No, thought Sela. Not like this. They’d gotten Balthazar. They’d gotten Abdi. They could have Joseph and Mary for all she cared. And they could have her. But they didn’t get to have the baby.

Not a chance.

She exploded, grabbing the wrist of whoever held the knife and forcing it away from her neck. In the same motion, she spun around so that she was facing her attacker, a Roman sentry — no surprise there — and brought her right knee firmly up into his testicles, so hard that she was sure she’d rendered them forever useless. The soldier couldn’t help himself. He dropped the knife and brought both hands instinctively to his groin. And as he doubled over in the customary fashion and vomited, Sela brought her knee up again, this time to his face, where it jarred several of his front teeth loose and turned his nose into a mere suggestion of its former shape. He fell, unconscious, and Sela quickly picked up the knife he’d dropped.
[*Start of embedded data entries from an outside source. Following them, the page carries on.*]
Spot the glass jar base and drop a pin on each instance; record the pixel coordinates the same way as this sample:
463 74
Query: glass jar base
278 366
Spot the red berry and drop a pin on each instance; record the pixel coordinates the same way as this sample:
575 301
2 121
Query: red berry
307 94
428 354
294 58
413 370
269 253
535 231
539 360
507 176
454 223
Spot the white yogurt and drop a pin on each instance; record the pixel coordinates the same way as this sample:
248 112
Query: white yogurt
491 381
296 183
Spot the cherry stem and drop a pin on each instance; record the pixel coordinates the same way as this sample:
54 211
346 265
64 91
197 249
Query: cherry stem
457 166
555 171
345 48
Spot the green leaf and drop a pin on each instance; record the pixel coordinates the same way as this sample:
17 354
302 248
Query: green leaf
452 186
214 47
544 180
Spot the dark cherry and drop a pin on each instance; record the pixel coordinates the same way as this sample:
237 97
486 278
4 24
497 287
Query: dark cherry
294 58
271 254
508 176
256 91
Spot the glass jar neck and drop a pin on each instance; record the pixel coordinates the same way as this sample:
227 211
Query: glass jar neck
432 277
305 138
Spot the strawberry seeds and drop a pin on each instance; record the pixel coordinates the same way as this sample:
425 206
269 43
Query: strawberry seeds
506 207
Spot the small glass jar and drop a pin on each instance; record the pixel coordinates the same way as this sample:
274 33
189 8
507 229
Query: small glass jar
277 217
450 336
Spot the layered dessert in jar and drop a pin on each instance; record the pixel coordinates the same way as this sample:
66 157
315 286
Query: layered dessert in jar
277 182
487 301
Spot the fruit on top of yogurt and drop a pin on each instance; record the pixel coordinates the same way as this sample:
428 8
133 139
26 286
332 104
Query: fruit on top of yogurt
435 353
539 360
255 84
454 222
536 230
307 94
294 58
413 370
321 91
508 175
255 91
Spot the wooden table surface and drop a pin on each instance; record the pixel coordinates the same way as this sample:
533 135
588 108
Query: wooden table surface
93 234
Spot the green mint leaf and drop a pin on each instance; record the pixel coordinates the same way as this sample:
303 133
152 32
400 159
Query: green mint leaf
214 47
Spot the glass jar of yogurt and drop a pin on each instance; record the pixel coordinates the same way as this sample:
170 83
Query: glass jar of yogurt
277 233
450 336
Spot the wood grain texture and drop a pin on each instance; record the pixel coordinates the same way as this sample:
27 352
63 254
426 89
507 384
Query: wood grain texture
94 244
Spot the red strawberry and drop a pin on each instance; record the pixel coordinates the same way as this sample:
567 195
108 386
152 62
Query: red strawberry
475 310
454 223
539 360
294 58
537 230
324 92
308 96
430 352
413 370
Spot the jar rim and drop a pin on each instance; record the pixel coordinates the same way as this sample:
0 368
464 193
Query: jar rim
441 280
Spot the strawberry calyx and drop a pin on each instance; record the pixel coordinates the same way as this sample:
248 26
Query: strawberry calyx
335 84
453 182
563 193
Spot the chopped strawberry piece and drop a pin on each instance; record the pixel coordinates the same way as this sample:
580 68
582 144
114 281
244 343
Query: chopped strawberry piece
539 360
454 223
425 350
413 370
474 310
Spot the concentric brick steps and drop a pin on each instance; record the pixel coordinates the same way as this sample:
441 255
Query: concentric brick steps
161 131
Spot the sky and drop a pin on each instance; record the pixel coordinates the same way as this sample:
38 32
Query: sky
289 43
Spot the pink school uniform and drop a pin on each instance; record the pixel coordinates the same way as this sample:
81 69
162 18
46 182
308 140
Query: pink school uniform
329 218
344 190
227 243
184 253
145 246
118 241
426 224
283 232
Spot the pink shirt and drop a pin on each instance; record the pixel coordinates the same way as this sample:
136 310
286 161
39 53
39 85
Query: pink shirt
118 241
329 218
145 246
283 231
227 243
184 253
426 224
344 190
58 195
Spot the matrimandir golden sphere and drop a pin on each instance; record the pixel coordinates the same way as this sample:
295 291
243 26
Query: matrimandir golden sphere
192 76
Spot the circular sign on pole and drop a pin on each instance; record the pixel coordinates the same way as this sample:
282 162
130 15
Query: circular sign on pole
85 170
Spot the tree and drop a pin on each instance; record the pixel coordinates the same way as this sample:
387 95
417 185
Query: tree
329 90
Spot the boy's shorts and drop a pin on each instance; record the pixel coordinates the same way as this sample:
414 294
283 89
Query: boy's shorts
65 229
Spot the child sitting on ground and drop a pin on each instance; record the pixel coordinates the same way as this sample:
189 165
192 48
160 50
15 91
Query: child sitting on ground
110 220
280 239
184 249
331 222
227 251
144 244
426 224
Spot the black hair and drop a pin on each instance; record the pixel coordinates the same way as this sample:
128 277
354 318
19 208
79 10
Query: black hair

This, of course, had drawn the attention of the other two sentries, who left Joseph and Mary and rushed at Sela, their blades out front. But while two of them rushed her, only one made it more than a step — for Joseph jumped on the back of the second and put him in a headlock, choking him from behind. Sela moved out of the other sentry’s path just in time, his knife grazing her face. He tried to regain his footing and come back for another attack, but he slipped on the wet rock and had to put one hand on the ground to keep from falling over.